Não foi o que aconteceu. O presidente iniciou sua recuperação nas pesquisas, o PL de Valdemar Costa Neto tornou-se o principal partido no Congresso Nacional e obteve crescimento exponencial em várias assembleias legislativas. Em vez da desagregar, o Centrão deu organicidade ao bolsonarismo.

Houve uma mudança profunda na sua relação com o presidente. Como observou o cientista político Paulo Fábio Dantas Neto, o Centrão não apenas adentrou no governo, ele é o próprio governo. E estabeleceu uma nova relação entre o Parlamento e o Palácio do Planalto, com o Congresso “usurpando” funções do Executivo, por meio do orçamento secreto.

Quem esperava um Lula na ponta dos cascos surpreendeu-se com um Lula de salto alto, adotando um discurso voltado para os seus e de costas para o eleitorado do centro. Nas suas inserções televisivas que foram ao ar na virada do mês adotou um tom passadista, tipo “nunca antes neste país” e, para usar uma definição do seu ex-assessor de imprensa Ricardo Kotscho, cheia de chavão e voltada para os já convertidos. O velho e surrado populismo voltou à telinha da TV pela boca do presidenciável petista.

A disputa presidencial não se definirá pelo passado, mas sim pelo presente, sobre os quais os candidatos terão de se posicionar. Nesse terreno, Lula abusou do direito de errar. Reacendeu desconfianças dos militares, com quem o PT tem um contencioso desde quando não cumpriu o acordado na Comissão da Verdade. Mesmo sabendo disso, não mediu suas palavras ao anunciar que vai expurgar os 8 mil militares que ocupam cargos no Executivo.

Estrago maior fez nas suas relações com o mundo evangélico ao trazer para a disputa eleitoral o tema do aborto, fornecendo munição para ser atacado pela campanha de Jair Bolsonaro. Não dá para entender por que cometeu erro tão primário, quando se leva em consideração que Lula leu e recomendou às lideranças do PT o livro Povo de Deus, de Juliano Spyer. Nele, o autor esposa a tese de que a esquerda deveria estabelecer um diálogo com os evangélicos – ou seja, com um terço do eleitorado – com base no que é comum e sem estigmatizar seus valores.

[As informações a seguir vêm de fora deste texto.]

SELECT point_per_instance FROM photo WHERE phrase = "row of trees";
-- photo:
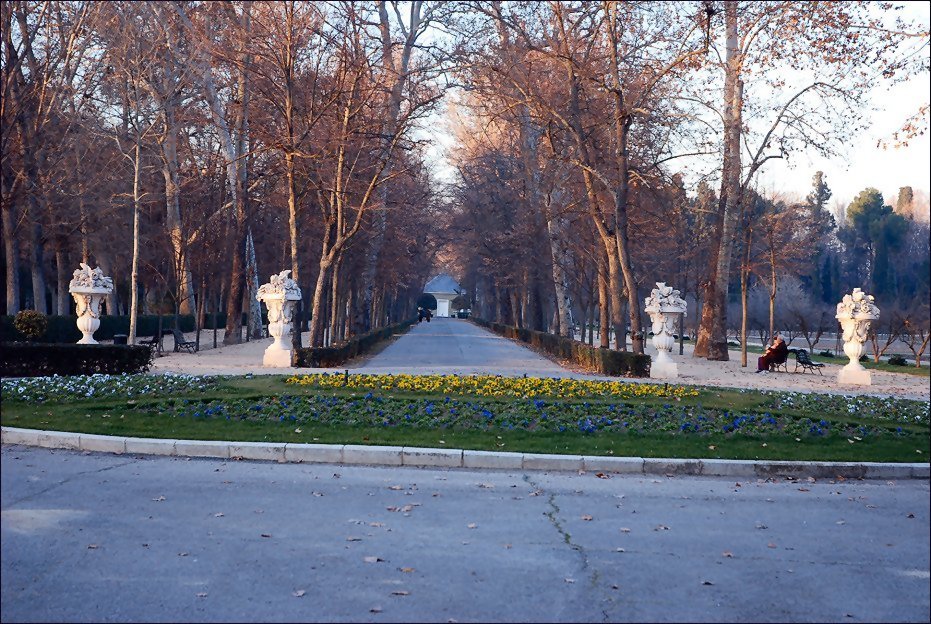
(577, 116)
(189, 147)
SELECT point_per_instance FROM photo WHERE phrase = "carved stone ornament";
(89, 287)
(665, 306)
(855, 312)
(279, 295)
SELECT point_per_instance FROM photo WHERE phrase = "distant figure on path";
(776, 353)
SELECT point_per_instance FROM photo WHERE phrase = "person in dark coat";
(776, 353)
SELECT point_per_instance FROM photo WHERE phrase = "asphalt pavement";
(100, 537)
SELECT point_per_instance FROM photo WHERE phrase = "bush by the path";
(604, 361)
(326, 357)
(19, 359)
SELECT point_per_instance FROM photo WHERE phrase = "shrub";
(19, 359)
(328, 357)
(604, 361)
(31, 324)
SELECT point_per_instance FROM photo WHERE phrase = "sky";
(861, 162)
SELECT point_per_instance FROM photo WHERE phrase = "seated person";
(775, 353)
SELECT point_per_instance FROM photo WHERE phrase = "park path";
(453, 346)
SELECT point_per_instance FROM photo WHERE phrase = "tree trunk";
(134, 272)
(104, 260)
(252, 275)
(11, 253)
(173, 208)
(61, 269)
(604, 304)
(316, 314)
(713, 333)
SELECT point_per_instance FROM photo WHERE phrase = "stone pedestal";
(855, 313)
(89, 287)
(280, 296)
(665, 306)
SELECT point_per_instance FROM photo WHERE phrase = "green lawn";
(714, 423)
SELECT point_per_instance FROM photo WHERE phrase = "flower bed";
(55, 388)
(495, 386)
(528, 415)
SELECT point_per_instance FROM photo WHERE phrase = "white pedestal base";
(854, 374)
(277, 358)
(664, 370)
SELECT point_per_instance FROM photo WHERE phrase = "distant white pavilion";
(445, 289)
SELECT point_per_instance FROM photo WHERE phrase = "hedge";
(64, 329)
(325, 357)
(22, 359)
(604, 361)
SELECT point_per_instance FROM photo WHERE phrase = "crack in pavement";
(69, 480)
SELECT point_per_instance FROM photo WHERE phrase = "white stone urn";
(855, 313)
(665, 306)
(89, 287)
(279, 295)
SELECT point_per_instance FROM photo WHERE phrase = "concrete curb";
(458, 458)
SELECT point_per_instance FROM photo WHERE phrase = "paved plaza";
(96, 537)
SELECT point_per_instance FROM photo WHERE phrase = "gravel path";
(452, 346)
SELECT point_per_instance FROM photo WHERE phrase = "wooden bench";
(802, 359)
(181, 344)
(783, 365)
(154, 343)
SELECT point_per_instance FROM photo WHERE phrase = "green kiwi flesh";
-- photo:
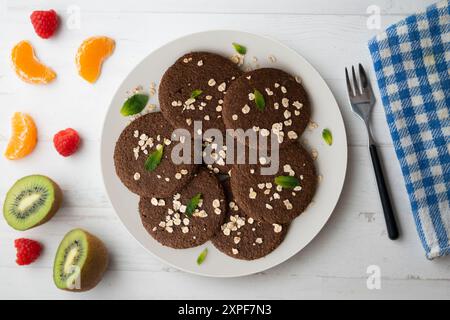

Sobrou também para a classe média, acicatada desnecessariamente pelo caudilho do PT. No seu momento de Marilena Chauí, disse que tais camadas têm um padrão de vida ostensivo. Sobrou também para as “elites”, que acusou de ser escravagista.

Que passa, Lula?

Essa é a indagação até mesmo de membros do PT, abismados com o rol de declarações desastrosas do seu líder e por uma agenda antiga e estreita, voltada para suas bolhas: universidades, artistas, sindicalistas, onde o ex-presidente diz o que lhe vem na telha e ainda é aplaudido.

Não se sabe se age por destempero ou por uma estratégia calculada de congelar a polarização com Bolsonaro, na crença de que em um segundo turno o eleitorado e as forças políticas do centro inevitavelmente cairão no seu colo.

Em vez de trabalhar para diminuir o antipetismo que está enraizado em vastos setores da sociedade, retroalimenta tal sentimento. É um erro estratégico imenso, que pode se transformar em uma calamidade para sua campanha, quando a disputa eleitoral chegar à telinha.

Aí será tarde demais para Lula tomar consciência de que um Alckmin só não faz verão.

Este artigo foi originalmente publicado no Blog do Noblat, em 13/4/2022.